Malaysia under fire for deporting asylum seekers from Myanmar

Malaysia under fire for deporting asylum seekers from Myanmar
A man who said his village was burned and relatives killed by Myanmese soldiers comforts his wife as Rohingya refugees arrive in Shah Porir Dwip, Bangladesh, in 2017. Photo: CNS/Damir Sagolj, Reuters

KUALA LUMPUR (UCAN): International rights groups have demanded Malaysian authorities stop the forced repatriation of Myanmese nationals whose lives are at most risk.

Human Rights Watch [HRW] called on the Malaysian government to immediately halt summary deportations and grant UNHCR access to asylum seekers to determine their refugee status.

The rights group said that since April, immigration authorities have returned over 2,000 Myanmese nationals, including military defectors, without assessing thaeir asylum claims or other protection needs—more than half of them in the past two months.

On October 6, 150 Myanmese, including six navy officers and their families who were seeking protection from the United Nations High Commissioner for Refugees [UNHCR], were deported and the officers were arrested upon their arrival in Myanmare, according to a Reuters report.

“Sending asylum seekers back to Myanmar means putting activists, dissidents and persecuted minorities in the crosshairs of the repressive junta,” Shayna Bauchner, Asia researcher at HRW, said on October 24.

About 185,000 refugees and asylum seekers— he majority from Myanmar, including over 100,000 Rohingya—are registered with the UNHCR in Malaysia. At least 17,500 people are being held in 21 immigration detention centres across the country, including more than 1,500 children, according to HRW.

Amnesty International called for the Malaysian government to immediately stop all forced deportations of people from Myanmar and ensure they are given the opportunity to claim asylum.

Sending asylum seekers back to Myanmar means putting activists, dissidents and persecuted minorities in the crosshairs of the repressive junta

Shanya Bauchner

“The government must stop forcibly deporting asylum seekers—including dissidents or any other opponents of the Myanmar military—and others facing persecution if they were to be returned,” the group said.

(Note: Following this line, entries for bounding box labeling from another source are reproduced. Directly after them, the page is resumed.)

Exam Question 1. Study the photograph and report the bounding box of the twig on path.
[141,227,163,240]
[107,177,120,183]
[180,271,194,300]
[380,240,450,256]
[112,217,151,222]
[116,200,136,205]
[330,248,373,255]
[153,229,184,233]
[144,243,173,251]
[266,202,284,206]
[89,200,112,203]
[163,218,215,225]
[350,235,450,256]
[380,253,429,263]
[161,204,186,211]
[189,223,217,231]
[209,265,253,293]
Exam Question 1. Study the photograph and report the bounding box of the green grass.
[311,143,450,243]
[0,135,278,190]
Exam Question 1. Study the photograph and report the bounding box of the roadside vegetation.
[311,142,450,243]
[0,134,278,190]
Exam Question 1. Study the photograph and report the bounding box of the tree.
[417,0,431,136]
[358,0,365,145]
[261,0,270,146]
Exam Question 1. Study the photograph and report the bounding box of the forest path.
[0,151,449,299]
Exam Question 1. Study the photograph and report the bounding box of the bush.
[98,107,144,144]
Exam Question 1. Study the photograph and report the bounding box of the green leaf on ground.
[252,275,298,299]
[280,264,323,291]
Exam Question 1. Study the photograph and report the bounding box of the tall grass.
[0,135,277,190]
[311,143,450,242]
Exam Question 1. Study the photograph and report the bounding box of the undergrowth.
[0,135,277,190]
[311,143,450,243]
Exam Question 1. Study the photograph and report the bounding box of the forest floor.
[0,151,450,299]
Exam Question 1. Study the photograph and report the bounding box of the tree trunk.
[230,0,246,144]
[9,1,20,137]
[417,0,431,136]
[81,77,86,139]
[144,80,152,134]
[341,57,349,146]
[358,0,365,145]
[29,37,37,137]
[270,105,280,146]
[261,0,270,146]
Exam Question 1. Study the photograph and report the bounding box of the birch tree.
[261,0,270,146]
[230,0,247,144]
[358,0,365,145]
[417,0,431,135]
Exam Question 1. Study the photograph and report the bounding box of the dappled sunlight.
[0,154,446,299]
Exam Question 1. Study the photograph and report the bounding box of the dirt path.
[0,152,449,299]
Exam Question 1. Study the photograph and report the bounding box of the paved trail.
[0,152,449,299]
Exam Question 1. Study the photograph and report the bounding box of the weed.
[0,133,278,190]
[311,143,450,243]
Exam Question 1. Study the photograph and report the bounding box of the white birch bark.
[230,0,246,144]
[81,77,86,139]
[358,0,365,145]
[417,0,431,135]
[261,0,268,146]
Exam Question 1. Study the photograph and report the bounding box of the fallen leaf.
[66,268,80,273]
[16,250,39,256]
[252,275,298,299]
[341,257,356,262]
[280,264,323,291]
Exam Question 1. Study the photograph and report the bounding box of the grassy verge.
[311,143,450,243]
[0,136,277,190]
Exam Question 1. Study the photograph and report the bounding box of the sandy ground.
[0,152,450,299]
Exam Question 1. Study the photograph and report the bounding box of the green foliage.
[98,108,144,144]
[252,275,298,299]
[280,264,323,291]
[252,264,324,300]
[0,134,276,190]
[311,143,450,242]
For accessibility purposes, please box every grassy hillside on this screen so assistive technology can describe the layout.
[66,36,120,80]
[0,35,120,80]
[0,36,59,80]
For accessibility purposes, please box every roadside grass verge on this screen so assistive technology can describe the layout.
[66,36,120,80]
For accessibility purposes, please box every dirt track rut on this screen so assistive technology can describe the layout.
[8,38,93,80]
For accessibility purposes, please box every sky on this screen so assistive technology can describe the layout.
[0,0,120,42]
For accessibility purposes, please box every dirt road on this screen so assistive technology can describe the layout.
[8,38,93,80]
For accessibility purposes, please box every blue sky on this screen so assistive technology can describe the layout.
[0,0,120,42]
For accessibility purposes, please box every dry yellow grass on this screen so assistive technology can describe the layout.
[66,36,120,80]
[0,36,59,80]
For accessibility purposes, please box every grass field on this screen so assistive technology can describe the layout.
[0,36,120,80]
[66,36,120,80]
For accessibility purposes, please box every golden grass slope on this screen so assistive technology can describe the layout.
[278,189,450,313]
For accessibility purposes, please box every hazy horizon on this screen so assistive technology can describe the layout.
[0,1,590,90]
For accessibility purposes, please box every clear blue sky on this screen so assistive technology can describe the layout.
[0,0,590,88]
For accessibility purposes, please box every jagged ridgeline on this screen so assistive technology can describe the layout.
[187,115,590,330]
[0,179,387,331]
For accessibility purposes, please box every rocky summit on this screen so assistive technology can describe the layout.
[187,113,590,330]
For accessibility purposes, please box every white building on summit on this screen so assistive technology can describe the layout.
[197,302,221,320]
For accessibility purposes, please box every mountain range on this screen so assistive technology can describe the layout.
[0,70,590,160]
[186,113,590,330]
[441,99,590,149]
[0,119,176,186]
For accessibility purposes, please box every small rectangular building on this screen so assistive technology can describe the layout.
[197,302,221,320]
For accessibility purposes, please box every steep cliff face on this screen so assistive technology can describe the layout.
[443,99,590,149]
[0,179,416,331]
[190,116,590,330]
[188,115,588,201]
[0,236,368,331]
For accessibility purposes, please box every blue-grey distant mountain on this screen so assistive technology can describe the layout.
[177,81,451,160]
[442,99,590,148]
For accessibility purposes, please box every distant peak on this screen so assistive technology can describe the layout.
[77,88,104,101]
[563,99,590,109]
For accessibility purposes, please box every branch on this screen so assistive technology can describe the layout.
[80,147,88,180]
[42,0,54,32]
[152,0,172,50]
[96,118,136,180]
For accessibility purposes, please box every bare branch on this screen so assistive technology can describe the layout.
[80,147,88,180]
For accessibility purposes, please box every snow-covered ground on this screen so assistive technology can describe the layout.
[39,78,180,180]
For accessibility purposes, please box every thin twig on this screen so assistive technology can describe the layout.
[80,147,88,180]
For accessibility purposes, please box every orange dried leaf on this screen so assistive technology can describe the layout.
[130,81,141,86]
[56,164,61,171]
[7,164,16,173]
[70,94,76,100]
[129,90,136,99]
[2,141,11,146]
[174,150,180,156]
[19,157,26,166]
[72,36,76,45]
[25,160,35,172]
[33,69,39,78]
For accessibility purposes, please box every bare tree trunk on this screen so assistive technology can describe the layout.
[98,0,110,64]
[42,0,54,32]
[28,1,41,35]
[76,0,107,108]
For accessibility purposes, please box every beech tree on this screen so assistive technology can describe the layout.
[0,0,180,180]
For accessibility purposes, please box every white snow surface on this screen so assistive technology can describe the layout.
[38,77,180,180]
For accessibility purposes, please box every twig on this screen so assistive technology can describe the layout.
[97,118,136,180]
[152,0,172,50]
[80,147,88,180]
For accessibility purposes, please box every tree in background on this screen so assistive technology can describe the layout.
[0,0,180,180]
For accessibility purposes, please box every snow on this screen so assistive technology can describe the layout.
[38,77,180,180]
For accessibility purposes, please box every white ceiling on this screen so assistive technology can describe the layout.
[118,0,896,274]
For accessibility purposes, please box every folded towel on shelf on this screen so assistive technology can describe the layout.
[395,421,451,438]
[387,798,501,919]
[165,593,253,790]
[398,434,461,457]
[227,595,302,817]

The organisation considers forcibly deporting anyone from Myanmar under the current conditions to be refoulement—when a government deports people to a country in which they would likely face human rights violations—which contravenes international law.

The UNHCR called on Myanmar’s neighbours to continue “upholding their international legal obligations and life-saving humanitarian tradition of safeguarding the lives of all those forced to flee.”

Rights groups see the move by Malaysia as contradicting its outspoken foreign minister, Saifuddin Abdulah, who has repeatedly called for a new approach to the five-point peace plan reached by the ASEAN [Association of Southeast Asian Nations] in April 2021 following the lack of implementation by the junta.

Saifuddin is the only leader from ASEAN who has openly met with Myanmar’s opposition National Unity Government and urged other counterparts to do so.

“The deportations are especially tragic given that Malaysia has played a leading role in standing up for the human rights of the people of Myanmar and encouraging other ASEAN member states to engage with stakeholders as part of the bloc’s five-point consensus,” Tan Sri Syed Hamid Albar, chairperson of the Malaysian Advisory Group on Myanmar, said.

The country has been mired in political, social and economic crises following the 1 February 2021 coup that toppled the elected civilian government, ending a nascent democracy experiment.

More than 2,300 people, including scores of children, have been killed and over 15,700 people have been detained by the junta since the coup, rights groups say.